PREPARATION AND PHYSIOCHEMICAL CHARACTERIZATION OF CHITOSAN NANOPARTICLES FOR CONTROLLED DELIVERY OF OXYTOCIN

This study aimed to characterize and evaluate chitosan nanoparticles (CSNPs) as a carrier system for the hormone, oxytocin. Ionotropic gelation was the technique used to synthesize the CSNPs. Scanning electron microscopy (SEM) and transmission electron microscopy (TEM) showed narrow particle size distribution of 30-50 nm and spherical particle shape. Differential scanning calorimetry (DSC), X-ray powder diffraction (XRD), thermal gravimetric / differential thermal analysis (TGA / DTA) and Fourier Transform Infrared Spectroscopy (FTIR) were used to evaluate possible drug-polymer interactions. Data obtained from X-ray diffraction (XRD) showed a decrease in crystallinity due to the disruption of the intramolecular / intermolecular chitosan network and a molecular level of oxytocin dispersion in the O-CSNP matrix.
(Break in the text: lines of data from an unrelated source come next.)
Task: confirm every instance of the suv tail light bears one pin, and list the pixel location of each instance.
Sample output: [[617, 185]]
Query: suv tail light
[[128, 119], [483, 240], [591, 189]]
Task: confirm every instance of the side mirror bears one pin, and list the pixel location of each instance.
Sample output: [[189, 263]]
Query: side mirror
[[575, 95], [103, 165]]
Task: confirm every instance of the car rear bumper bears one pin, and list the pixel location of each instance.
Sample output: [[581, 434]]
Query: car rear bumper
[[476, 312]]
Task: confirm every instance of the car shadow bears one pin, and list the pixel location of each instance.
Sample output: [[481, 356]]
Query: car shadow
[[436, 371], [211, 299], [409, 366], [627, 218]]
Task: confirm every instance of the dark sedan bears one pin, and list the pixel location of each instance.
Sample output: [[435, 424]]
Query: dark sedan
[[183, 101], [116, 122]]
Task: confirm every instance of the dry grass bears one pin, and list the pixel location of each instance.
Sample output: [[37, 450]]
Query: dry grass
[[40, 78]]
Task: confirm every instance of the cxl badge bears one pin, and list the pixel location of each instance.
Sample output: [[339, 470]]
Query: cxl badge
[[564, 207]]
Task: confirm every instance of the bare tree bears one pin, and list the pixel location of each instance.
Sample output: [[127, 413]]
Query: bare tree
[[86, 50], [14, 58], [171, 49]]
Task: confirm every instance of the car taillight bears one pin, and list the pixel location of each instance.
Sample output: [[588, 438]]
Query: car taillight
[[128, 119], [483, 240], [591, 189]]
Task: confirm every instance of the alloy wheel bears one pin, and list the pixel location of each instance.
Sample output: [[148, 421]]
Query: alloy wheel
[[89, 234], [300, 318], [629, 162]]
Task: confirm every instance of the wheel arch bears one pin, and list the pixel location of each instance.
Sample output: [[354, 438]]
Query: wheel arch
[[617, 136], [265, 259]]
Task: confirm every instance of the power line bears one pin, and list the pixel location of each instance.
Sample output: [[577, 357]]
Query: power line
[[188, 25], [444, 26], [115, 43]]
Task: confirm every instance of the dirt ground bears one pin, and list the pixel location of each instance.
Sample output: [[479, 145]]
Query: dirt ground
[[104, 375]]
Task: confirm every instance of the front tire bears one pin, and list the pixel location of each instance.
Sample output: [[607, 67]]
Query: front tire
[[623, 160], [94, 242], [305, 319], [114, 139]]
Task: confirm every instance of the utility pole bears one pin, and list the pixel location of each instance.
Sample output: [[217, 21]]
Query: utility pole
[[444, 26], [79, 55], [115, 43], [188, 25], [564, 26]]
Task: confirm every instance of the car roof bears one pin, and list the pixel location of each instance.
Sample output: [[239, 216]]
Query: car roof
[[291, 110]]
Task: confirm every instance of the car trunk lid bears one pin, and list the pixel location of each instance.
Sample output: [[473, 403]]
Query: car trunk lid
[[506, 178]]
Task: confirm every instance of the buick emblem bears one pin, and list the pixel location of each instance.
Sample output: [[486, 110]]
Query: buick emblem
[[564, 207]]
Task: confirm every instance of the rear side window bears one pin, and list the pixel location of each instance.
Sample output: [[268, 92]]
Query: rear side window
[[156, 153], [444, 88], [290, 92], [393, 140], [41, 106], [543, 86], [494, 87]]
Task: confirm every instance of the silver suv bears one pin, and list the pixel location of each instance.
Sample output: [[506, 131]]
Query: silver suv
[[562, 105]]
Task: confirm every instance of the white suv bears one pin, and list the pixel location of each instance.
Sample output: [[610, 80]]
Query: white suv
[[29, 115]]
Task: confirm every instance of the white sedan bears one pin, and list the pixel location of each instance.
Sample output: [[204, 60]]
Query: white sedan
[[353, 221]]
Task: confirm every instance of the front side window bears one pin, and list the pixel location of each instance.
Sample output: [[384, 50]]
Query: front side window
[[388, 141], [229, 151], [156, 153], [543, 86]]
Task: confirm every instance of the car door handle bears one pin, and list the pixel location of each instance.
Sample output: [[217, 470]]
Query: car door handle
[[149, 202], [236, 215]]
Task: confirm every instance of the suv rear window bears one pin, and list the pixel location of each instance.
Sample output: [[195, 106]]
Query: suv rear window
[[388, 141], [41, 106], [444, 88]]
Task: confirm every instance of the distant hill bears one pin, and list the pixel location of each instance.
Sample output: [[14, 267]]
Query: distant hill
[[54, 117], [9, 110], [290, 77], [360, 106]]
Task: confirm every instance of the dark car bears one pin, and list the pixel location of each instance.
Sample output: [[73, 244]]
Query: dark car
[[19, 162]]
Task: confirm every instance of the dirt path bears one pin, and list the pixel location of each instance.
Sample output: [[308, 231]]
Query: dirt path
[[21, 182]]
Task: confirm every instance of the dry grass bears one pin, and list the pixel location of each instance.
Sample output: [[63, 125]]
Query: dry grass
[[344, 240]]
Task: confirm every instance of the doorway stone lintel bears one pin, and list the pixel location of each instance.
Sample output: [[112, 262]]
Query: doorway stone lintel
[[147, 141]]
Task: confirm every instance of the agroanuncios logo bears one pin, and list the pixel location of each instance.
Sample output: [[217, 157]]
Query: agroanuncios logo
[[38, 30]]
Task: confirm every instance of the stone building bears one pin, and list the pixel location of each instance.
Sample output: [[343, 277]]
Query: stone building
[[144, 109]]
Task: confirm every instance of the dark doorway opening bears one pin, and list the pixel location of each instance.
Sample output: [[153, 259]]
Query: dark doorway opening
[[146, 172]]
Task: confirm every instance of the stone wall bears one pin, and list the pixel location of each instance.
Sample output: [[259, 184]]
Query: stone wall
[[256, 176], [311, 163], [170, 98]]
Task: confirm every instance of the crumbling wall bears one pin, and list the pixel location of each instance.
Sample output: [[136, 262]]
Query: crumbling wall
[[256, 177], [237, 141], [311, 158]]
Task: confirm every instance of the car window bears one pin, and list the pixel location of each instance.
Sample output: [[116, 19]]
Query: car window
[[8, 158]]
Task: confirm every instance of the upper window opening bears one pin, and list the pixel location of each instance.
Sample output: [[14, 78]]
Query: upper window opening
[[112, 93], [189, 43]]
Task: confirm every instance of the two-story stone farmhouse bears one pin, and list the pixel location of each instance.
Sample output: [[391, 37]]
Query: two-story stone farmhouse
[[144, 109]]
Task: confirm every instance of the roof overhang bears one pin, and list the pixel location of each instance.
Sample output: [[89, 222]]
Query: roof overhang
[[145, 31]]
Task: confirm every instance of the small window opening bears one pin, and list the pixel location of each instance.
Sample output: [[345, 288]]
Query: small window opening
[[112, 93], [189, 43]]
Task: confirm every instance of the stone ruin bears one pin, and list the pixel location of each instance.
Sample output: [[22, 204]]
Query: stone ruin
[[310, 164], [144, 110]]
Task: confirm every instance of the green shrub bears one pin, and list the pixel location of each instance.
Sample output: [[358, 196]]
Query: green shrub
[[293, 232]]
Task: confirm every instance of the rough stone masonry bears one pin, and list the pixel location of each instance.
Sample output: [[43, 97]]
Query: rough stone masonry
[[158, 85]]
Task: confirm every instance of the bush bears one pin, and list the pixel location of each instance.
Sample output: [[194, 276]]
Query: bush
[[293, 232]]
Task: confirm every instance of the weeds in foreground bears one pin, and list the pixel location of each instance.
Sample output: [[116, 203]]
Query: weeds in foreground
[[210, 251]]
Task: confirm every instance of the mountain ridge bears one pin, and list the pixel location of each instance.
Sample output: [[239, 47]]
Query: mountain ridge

Differential scanning calorimetry (DSC) exhibited further evidence of drug-polymer interaction through observed endothermic shifts. Fourier-transform-infrared (FT-IR) spectra obtained confirmed the presence of oxytocin within the CSNP matrix as well as further proof of the intermolecular interactions existing between oxytocin and chitosan. Loading and release profiles of the O-CSNPs were conducted using LC/MS. The effect of nanoparticle size and oxytocin concentration was shown to affect drug loading capabilities and the release behaviour of the O-CSNPs under physiological conditions. In vitro release studies were also performed on the O-CSNPs, which exhibited an initial burst effect followed by first-order rate kinetics of oxytocin release from the system. In this work, CSNPs are presented as a potential carrier system for the extended release of oxytocin, thereby improving the efficacy of the hormone in the treatment of neurological disorders.